Concerning the attribute information to be indicated on a so-called sectional view or the like (for example, the depth of a counterbore of 12±0.1 in FIG. 26), it is hard to view and identify its indicating place in the 3D model.
Concerning the attribute information to be indicated on a so-called sectional view or the like (for example, internal surface shapes of walls with structures on the both sides of FIG. 38), it is hard to view and identify its indicating place in the 3D model.
A fine, complicated, local shape of the 3D model is largely enlarged into a display state large enough to recognize the shape, and in this display state the dimensions and others are set in appropriate size. However, when the dimensions and others set in this way are wholly displayed at a low display magnification, they are displayed in a small display state, which poses a problem that it is necessary to search carefully for those dimensions in order to view them. In the worst case, there will arise a problem that incorrect machining or the like is done without noting the dimensions and others attached to the model. Further, on the occasion of viewing the fine, complicated, local shape and dimensions of the 3D model, the dimensions and others attached to the entire shape are displayed in an extremely large size, so as to cause a problem of difficulty in viewing.
In the case of (2) above, the dimension lines and projection lines do not have to be written, but the use of the leader lines makes the leader lines complicated and makes it hard to view the shape of the 3D model and the attribute information, as in the case of above (1). In the case of the complicated shape or the large shape, the number of attribute information pieces provided for the 3D model can be several hundred to several thousand according to necessity, and it becomes extremely hard to read the attribute information.
On the occasion of fabricating a mold and inspecting the complete mold, and molded products by the mold, for example, it becomes necessary to measure the dimensions and others. For that reason, the 3D model shape must be subjected to a measurement operation by a measurement function in order to read dimensional values.
In this case, it is necessary to indicate and select a portion becoming a reference of dimensions, for each portion of a surface, an edge, or the like to be read. Reading of dimensions of plural portions would require a number of operation times and a long operation of time. It is impossible to nullify the possibility of incorrect reading due to operation errors. Further, the operator is required to expend enormous efforts to read the dimensions of all the portions.
In the first place, the 3D model and the attribute information pieces are the information for machining and manufacturing of a part, a unit, or a product, and the information should be efficiently transmitted in a readily discernible manner and without misunderstanding from an inputting operator as a designing person to viewing operators as engineers for machining, manufacturing, inspection, and so on. The prior art described above failed to satisfy these and was apart from a form of industrially effective use.
It is, therefore, an object of the present invention to add the attribute information to 3D data prepared by the CAD apparatus or the like so as to enable efficient and secure transmission of information in a discernible form.
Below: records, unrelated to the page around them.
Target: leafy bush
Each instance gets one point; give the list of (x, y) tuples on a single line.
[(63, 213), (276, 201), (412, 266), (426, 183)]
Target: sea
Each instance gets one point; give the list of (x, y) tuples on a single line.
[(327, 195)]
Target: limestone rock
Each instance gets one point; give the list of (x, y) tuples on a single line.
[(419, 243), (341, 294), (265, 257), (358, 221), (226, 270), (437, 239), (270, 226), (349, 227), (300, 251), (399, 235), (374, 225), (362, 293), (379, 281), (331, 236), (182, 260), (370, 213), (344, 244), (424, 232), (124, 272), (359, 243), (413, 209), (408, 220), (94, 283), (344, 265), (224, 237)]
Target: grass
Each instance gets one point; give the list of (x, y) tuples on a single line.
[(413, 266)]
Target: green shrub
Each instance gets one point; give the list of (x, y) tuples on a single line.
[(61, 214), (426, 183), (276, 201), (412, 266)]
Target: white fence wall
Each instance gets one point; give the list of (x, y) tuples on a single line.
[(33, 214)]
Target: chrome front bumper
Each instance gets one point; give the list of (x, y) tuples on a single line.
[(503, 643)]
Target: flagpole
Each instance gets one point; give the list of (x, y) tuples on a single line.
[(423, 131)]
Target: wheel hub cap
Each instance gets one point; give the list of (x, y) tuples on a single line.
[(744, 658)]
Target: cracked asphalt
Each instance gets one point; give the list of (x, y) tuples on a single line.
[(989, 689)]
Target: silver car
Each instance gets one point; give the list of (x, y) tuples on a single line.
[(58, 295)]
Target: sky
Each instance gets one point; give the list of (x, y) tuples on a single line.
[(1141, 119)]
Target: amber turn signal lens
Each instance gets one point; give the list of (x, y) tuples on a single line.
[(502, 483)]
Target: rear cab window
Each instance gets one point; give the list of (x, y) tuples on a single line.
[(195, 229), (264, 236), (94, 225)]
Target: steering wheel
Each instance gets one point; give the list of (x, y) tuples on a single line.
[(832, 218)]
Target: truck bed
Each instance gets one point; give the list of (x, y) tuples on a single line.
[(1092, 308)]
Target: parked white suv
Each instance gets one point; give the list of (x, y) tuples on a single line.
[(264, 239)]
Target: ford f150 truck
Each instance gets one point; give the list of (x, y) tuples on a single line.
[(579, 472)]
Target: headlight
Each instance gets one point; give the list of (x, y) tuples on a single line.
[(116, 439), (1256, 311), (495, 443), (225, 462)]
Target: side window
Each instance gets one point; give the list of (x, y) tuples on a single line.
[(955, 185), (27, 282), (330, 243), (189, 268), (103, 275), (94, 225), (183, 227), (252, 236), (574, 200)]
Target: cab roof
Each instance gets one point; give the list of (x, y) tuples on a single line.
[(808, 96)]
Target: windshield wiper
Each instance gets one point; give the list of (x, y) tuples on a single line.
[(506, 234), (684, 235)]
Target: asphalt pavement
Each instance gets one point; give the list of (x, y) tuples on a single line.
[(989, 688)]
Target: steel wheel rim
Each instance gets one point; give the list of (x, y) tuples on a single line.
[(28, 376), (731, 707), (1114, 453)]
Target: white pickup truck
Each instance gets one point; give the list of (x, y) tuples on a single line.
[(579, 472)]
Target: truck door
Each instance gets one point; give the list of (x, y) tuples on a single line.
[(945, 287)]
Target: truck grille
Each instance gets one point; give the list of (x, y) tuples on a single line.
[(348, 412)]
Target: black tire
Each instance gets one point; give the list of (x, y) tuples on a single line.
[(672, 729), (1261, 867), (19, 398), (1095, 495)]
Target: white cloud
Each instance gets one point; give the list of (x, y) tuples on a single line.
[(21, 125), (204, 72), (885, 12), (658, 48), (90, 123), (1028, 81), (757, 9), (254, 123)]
Another object is to enhance operability on the occasion of adding the attribute information.
Still another object is to implement efficient utilization of the attribute information added.
Still another object of the present invention is to implement efficient production of a part by making use of data prepared by the CAD apparatus or the like.
Still another object is to implement efficient execution of an inspection step, using data prepared by the CAD apparatus or the like.